In a case of what is surely art imitating life rather than the other way round, Meghan Markle has ended her acting career by marrying her on-screen partner Mike Ross (played by Patrick J Adams) in the legal drama Suits, a month or so before marrying Prince Harry in real life. Suits, for those who haven’t watched it, is a long-running TV series about a gifted but unqualified young man who blags his way into a job with a high-profile law firm and somehow manages to maintain the deception for an improbably long time while conducting a passionate on-again off-again relationship with ambitious paralegal Rachel Zane, played by Markle.

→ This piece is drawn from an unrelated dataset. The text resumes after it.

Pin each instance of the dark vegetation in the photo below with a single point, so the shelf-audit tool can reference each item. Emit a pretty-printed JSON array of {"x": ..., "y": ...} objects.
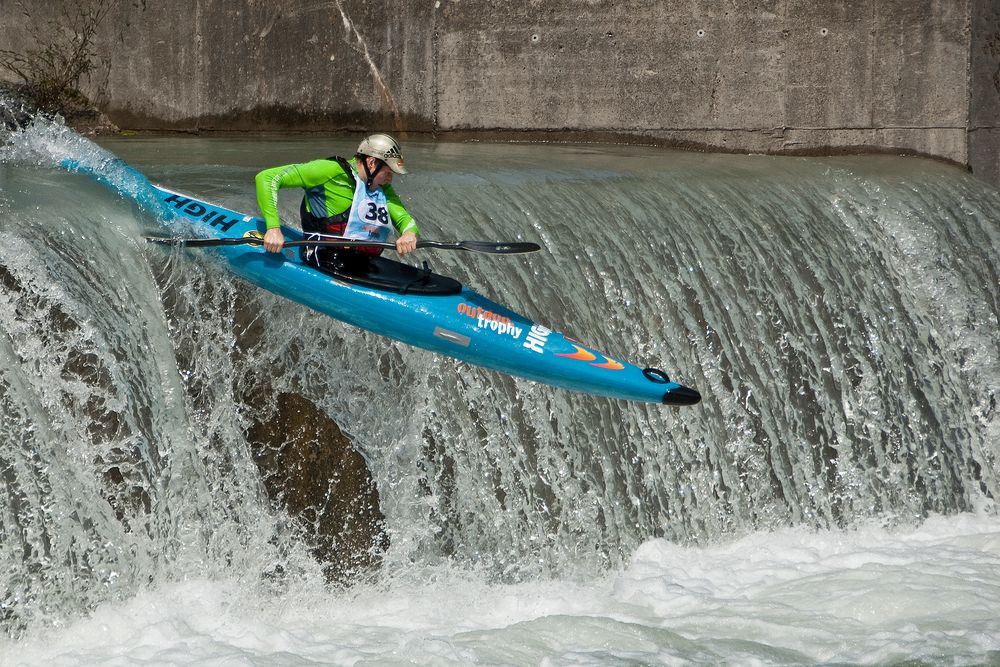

The series is well-named in that it does feature some very fine male apparel, especially as worn by legal eagle Harvey Specter. So although the title refers not to these garments but to the legal meaning of the word, I like to think the pun was intended. Suit is also an informal name given to a senior manager, especially one who is seen as cold and impersonal, and while this characteristic does not apply to the swashbuckling Harvey and his colleagues, that shade of meaning is possibly also present.
A suit is also the name for one of the four sets of cards that make up a pack, and this meaning is found in the idiomatic expressions follow suit (literally to play a card from the same set) and someone’s strong suit, which derives from having a good hand in games such as bridge.
An older meaning of suit, referring to the process of trying to gain someone’s love so they will agree to marry you, is also relevant in this context. So now the on-screen wedding is out of the way, all that remains to be revealed is: who is designing Megan Markle’s real-life wedding dress? The world will have to wait until 19 May to find out.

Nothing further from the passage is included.